4 - Os prazos referidos nas alíneas c) e d) do n.º 1, bem como os correspondentemente referidos nos n.ºs 2 e 3, são acrescentados de seis meses se tiver havido recurso para o Tribunal Constitucional ou se o processo penal tiver sido suspenso para julgamento em outro tribunal de questão prejudicial. Artigo 229.º
(Prevalência dos acordos e convenções internacionais) As rogatórias, a extradição, a delegação do procedimento penal, os efeitos das sentenças penais estrangeiras e as restantes relações com as autoridades estrangeiras relativas à administração da justiça penal são reguladas pelos tratados e convenções internacionais e, na sua falta ou insuficiência, pelo disposto em lei especial e ainda pelas disposições deste livro.' Está, porém, apenas em causa a interpretação destas normas segundo a qual para a contagem dos prazos máximos de duração da prisão preventiva não deve considerar-se o tempo de detenção provisória para efeitos de extradição sofrida no estrangeiro pelo arguido que foi extraditado para Portugal. Para a detenção provisória sofrida em processos de extradição a correr em Portugal, tal solução encontrava-se expressamente prevista no artigo 29º, n.º 1, do Decreto-Lei n.º 437/75, de 16 de Agosto, que preceituava que 'a detenção do extraditando não está sujeita aos limites do prazo da prisão preventiva previstos na lei de processo penal.' No Decreto-Lei n.º 43/91, de 22 de Janeiro
(que revogou o diploma anteriormente citado), não se encontra disposição semelhante, mas, de todo o modo, no presente caso, o que se questiona é a relevância do tempo de detenção provisória para extradição sofrida no estrangeiro, para os prazos máximos de duração da prisão preventiva. Trata-se, pois, no presente recurso, de apreciar a conformidade constitucional da não aplicação das disposições que estabelecem estes prazos também ao tempo de detenção provisória para extradição sofrido no estrangeiro, somado ao tempo de prisão preventiva aplicada no processo penal. Com este alcance, tal questão de constitucionalidade não foi ainda objecto de decisão por este Tribunal (cfr. o Acórdão n.º 524/98, inédito, onde, nesta parte, não se tomou conhecimento do recurso). Como disposições que seriam violadas pela interpretação destas normas impugnadas, o recorrente invoca os artigos 13º, 14º, 28º, n.º 4 e 32º, n.º 1 da Constituição.

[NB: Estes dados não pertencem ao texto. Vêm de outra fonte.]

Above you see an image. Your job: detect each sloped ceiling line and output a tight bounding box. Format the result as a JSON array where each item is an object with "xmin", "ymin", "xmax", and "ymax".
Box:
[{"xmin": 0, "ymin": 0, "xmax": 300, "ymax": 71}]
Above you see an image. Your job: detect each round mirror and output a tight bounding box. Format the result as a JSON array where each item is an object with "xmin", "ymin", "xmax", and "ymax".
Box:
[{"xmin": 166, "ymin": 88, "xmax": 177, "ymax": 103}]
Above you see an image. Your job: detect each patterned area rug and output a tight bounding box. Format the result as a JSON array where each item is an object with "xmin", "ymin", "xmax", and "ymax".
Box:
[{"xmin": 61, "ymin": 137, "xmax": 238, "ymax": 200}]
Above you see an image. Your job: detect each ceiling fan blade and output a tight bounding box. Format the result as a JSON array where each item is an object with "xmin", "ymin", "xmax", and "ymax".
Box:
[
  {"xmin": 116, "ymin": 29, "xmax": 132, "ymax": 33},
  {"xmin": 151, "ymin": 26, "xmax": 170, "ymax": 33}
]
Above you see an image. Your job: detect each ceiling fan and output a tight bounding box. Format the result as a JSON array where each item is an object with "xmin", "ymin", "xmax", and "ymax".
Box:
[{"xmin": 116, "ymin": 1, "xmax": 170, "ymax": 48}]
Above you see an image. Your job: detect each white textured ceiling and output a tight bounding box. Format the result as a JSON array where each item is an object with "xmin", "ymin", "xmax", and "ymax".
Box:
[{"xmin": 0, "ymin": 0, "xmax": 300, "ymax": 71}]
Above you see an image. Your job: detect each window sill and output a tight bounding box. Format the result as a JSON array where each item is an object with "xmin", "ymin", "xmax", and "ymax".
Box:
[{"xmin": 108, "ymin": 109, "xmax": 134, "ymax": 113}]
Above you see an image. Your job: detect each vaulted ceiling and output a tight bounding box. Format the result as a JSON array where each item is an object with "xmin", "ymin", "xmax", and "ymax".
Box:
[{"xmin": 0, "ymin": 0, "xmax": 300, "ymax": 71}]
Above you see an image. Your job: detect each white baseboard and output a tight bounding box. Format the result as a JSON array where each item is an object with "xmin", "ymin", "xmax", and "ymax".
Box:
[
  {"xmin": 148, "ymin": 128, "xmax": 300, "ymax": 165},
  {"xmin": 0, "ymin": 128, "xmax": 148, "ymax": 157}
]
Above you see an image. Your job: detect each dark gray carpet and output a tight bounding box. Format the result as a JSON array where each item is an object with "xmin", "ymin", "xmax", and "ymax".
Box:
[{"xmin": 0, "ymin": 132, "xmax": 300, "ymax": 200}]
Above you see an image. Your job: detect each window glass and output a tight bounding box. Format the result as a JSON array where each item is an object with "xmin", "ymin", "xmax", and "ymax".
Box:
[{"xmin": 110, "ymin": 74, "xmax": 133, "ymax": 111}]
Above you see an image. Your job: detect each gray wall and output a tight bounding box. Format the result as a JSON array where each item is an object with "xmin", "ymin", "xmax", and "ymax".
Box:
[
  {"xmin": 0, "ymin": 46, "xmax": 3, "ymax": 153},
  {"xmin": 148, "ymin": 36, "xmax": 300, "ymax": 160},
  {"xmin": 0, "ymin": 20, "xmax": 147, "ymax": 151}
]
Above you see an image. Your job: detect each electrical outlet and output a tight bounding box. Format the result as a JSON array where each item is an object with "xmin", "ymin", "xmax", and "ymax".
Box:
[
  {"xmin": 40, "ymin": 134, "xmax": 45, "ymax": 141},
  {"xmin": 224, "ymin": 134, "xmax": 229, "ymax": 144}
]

4. A argumentação no sentido da inconstitucionalidade apresentada pelo recorrente desconsidera a diferença existente entre o processo de extradição, que decorre sob jurisdição do estado requerido – e, portanto, subtraído ao controlo e à soberania do estado português – e o processo penal, que se lhe seguirá, para concluir que os prazos de duração máxima da prisão preventivas têm em conta a situação do arguido sem atender à possibilidade de efectiva instrução do processo no estado requerente. Ora, não só tais processos são regidos por leis diversas e têm finalidades diferentes – não tendo, aliás, que se seguir ao processo de extradição apenas um processo penal –, como esses prazos são estabelecidos também em consideração do dever (e da possibilidade) de promoção do andamento do processo.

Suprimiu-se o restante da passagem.